Mihai Ciucă (18 August 1883-20 February 1969) was a Romanian bacteriologist and parasitologist.

== Biography ==
He was born into a family of teachers in Săveni, Dorohoi County, in the Moldavia region, and spent his childhood in his native village. He attended A. T. Laurian High School in Botoșani, followed by the Boarding High School in Iași, which he completed in 1901. In 1907, he obtained a doctorate in medicine from the University of Bucharest.
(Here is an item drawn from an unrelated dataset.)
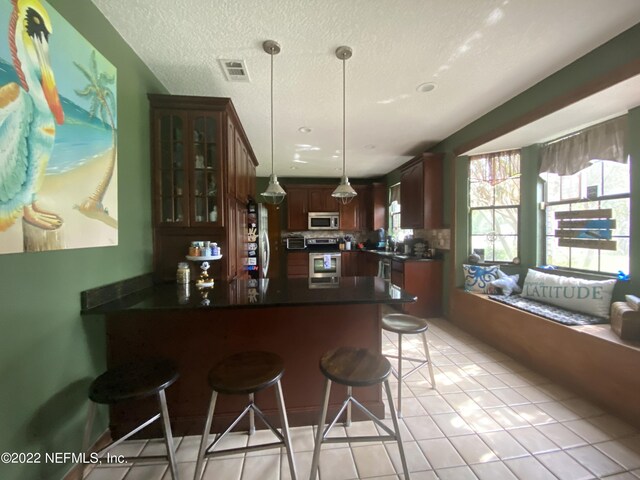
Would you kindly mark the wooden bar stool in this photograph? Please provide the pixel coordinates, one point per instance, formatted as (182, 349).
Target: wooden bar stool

Ciucă subsequently went to France, where he trained in the microbiology laboratories of Pierre Paul Émile Roux, Albert Calmette, and Constantin Levaditi, as well as in the protozoology laboratory of Félix Mesnil and Charles Louis Alphonse Laveran. He became a hospital physician in 1907, and would remain as such until 1934.

A participant in the Second Balkan War, Ciucă returned to Romania upon the outbreak of World War I. Involved in the fight against epidemics once Romania entered the war in 1916, he first headed an army corps laboratory before becoming director of a military hospital in the temporary capital Iași. Bearing the rank of colonel, his tireless work focused on smallpox, tetanus, gas gangrene, recurrent fever and influenza, and thousands of cases of typhus. He was the first Romanian physician to diagnose a case of epidemic hepatitis. Recognizing the lack of a well-organized hospital for infectious diseases in Moldavia, he helped set one up.

In 1919, together with Nicolae Titulescu and Ioan Cantacuzino, he signed the Treaty of Versailles on behalf of Romania. In 1921, together with Jules Bordet, he discovered the phenomenon of lysogeny, now called the Bordet–Ciucă phenomenon. In 1922, upon the recommendation of Cantacuzino, Ciucă was named professor of hygiene and infectious diseases at the medical faculty of the University of Iași. The creator of the Iași hygiene school, he laid the basis for a specialized department and founded a research laboratory for microbiology and chemistry. Over the course of his career, Ciucă was invited to hold courses in Zagreb, Belgrade, Moscow (1924), Paris (1924), the Hamburg Tropical Medicine Institute (1930), the Malariology Institute in Rome (1932) and Singapore (1934). Together with Alexandru Slătineanu, he set up a model health system at Tomești. He belonged to a team that established an isolation hospital in Iași, using modern methods of triage, diagnosis and treatment. He was also active within the Iași Hygiene Institute, helping form a unified structure of local preventive medicine establishments.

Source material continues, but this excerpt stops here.